He owes $5000 in back taxes and is looking for some money upfront in the amount of $5000 to $10000 with the understanding that I would pay off the taxes. He is also interested in being some sort of partner in the deal. Does anyone have any recommendations for how to structure something like this?
I would be responsible for structuring the deal and bringing in investors, which adds another set of challenges for how to structure it. What would be the best way to raise money for a deal like this? Syndication? A fund? Private Lenders?
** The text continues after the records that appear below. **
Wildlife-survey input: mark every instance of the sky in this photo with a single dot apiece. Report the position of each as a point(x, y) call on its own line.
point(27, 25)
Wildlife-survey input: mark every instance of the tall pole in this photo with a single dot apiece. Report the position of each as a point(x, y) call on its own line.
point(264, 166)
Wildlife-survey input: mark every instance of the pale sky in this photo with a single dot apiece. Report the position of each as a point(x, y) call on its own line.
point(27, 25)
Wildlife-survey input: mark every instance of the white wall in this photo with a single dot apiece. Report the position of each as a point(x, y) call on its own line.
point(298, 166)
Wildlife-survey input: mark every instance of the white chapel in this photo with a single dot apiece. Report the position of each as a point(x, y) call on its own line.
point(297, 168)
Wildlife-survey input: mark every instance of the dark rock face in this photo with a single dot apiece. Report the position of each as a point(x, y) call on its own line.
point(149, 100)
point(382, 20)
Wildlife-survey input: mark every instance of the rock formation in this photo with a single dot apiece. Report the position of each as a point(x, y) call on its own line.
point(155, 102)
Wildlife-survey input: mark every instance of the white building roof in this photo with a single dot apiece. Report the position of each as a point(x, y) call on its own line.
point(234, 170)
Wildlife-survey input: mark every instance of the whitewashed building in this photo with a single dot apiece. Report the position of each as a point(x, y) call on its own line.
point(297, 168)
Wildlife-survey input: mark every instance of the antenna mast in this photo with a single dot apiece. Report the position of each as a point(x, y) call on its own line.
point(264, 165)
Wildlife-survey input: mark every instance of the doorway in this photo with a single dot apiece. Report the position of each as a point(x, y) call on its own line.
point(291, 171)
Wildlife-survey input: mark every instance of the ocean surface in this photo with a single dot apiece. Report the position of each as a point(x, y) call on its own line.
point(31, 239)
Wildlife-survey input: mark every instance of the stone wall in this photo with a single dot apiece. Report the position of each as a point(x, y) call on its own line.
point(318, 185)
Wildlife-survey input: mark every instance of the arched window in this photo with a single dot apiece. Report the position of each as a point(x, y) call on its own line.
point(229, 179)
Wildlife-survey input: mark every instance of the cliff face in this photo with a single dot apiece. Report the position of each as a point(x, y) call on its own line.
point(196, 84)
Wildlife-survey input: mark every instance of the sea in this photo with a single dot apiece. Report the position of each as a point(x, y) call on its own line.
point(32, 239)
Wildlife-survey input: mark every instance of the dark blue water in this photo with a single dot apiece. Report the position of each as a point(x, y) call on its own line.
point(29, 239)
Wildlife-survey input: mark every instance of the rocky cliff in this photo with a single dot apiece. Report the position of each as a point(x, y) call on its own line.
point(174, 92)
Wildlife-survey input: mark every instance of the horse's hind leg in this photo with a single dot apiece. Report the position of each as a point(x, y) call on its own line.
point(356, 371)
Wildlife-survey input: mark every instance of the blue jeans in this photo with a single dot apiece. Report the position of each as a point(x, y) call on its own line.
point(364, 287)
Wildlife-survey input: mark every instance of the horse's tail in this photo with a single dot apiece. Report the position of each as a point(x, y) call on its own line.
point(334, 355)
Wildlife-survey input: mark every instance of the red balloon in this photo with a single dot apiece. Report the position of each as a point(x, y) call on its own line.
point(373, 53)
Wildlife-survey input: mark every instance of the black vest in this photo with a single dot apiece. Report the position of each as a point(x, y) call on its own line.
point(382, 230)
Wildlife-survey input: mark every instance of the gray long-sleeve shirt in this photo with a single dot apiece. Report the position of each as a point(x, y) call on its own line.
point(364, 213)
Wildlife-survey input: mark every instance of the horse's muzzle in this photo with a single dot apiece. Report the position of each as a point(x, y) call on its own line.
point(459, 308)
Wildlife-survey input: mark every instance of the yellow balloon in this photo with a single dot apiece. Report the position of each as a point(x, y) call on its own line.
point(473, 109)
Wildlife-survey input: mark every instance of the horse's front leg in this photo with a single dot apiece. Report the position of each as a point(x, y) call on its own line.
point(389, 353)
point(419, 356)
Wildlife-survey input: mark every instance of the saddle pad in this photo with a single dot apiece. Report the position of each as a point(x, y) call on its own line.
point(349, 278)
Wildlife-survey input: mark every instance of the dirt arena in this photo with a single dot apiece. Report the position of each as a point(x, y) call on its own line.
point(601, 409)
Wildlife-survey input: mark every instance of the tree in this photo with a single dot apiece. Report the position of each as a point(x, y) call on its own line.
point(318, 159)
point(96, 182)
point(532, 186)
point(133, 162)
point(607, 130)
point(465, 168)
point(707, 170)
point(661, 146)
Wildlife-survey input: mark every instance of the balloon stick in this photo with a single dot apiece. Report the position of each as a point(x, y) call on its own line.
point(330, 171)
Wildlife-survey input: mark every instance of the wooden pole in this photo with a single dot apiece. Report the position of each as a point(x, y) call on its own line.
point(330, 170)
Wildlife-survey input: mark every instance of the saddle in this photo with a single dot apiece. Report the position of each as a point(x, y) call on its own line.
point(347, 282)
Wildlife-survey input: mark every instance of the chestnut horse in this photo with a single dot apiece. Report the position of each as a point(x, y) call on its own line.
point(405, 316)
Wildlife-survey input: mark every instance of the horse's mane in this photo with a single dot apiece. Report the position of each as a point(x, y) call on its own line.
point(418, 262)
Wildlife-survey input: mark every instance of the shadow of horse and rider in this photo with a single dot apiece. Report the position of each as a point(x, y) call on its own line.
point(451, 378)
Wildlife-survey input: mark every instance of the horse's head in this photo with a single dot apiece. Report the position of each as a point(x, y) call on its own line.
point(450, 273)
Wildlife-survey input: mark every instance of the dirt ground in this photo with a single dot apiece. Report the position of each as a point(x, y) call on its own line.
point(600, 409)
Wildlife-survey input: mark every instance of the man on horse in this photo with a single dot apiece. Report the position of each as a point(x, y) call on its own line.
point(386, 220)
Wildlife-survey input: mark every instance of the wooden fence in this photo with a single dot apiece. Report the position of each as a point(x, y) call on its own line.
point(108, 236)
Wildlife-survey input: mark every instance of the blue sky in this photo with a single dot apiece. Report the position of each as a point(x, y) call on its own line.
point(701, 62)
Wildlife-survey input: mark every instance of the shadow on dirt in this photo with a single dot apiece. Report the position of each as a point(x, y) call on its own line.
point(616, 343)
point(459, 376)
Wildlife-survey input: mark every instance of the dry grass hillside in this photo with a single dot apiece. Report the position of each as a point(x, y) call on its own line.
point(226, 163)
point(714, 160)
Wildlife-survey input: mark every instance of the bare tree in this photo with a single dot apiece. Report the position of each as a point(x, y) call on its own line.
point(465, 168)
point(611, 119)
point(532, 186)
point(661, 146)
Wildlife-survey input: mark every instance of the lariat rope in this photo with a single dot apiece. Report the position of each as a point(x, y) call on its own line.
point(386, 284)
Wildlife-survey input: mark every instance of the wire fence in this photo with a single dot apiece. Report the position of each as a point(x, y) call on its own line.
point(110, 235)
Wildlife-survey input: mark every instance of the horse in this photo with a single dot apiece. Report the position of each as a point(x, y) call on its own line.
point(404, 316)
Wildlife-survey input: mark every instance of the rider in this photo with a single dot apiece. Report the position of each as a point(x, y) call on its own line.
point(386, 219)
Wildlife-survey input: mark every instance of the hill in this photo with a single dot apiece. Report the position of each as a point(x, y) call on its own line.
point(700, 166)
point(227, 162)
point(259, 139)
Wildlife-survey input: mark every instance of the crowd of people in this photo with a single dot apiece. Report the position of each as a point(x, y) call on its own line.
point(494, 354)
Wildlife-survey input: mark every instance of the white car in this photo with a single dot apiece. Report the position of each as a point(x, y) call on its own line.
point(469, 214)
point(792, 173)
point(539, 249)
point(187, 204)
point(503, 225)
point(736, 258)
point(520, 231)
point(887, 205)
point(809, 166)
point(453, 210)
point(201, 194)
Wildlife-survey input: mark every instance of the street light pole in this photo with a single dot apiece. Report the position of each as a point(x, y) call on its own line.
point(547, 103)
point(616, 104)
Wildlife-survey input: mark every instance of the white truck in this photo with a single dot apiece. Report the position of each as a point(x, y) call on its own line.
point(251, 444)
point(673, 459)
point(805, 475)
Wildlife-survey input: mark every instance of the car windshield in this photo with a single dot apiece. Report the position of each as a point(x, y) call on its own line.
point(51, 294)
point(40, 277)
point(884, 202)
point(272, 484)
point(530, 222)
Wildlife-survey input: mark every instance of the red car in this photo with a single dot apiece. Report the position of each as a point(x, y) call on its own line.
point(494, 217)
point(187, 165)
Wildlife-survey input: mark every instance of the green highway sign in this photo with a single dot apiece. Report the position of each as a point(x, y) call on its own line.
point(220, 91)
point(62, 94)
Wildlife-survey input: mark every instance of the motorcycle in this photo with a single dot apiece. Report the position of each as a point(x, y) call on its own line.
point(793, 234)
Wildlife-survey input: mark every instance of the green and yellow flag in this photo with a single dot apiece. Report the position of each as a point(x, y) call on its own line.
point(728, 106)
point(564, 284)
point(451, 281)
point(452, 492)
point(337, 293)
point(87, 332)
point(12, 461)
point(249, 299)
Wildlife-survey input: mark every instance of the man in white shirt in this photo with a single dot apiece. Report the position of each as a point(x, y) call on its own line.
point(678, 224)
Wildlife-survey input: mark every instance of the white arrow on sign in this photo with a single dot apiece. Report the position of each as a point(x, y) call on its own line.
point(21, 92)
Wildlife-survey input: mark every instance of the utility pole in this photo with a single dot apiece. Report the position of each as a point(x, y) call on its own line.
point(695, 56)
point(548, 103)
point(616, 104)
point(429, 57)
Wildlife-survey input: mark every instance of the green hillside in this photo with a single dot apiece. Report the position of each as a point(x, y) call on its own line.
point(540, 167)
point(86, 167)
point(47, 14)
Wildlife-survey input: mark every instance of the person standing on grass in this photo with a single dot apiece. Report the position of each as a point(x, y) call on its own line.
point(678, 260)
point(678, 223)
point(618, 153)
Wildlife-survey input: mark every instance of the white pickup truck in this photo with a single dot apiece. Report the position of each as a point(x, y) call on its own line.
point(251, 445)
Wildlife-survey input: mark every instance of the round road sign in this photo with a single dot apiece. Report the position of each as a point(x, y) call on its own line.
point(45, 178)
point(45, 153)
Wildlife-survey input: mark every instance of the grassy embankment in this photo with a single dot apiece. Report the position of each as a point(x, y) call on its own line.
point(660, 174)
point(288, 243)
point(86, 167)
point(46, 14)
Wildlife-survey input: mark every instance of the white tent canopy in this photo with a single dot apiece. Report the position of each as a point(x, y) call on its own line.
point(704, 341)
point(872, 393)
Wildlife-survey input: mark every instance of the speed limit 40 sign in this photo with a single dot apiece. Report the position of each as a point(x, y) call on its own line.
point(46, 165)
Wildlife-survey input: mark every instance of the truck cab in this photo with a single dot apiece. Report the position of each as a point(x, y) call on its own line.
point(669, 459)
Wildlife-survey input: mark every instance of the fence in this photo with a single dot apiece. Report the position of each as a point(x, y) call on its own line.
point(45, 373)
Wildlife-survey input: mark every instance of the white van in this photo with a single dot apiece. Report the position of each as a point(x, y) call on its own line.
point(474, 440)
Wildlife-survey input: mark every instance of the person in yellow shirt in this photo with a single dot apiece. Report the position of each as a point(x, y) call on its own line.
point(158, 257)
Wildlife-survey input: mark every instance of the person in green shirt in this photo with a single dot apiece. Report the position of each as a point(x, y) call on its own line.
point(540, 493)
Any advice would be greatly appreciated.
Most Popular Reply

Hey Matthew, this sounds like an interesting opportunity for you. Here are my initial thoughts/questions:
Do you know the approximate value of the land and is it owned free and clear of any debt? (X - $5000) If so, you could simply have the land owner contribute the value of the and as equity into the deal and give them a percentage based on the total equity required for the deal. This as I said is a very simple way to structure it, since you would otherwise have to raise equity and or debt to purchase the property and then have holding costs until the project was fully entitled and ready to be built.
Is the land fully entitled? If it was previously approved, what is needed before you can put a shovel in the ground and who is handling that process? Do you need to re-engage consultants to finalize plans with the city? Architects, engineers etc.
Who will be liable for any debt or construction loans obtained? If the land owner is not going to be signing on any loans you should further reduce their percentage based on the added risk being taken on by you and your investors.
In any case, you should structure the actual "partnership" or entity with you as the general partner or managing member depending on your entity structure, so you have control of the operation.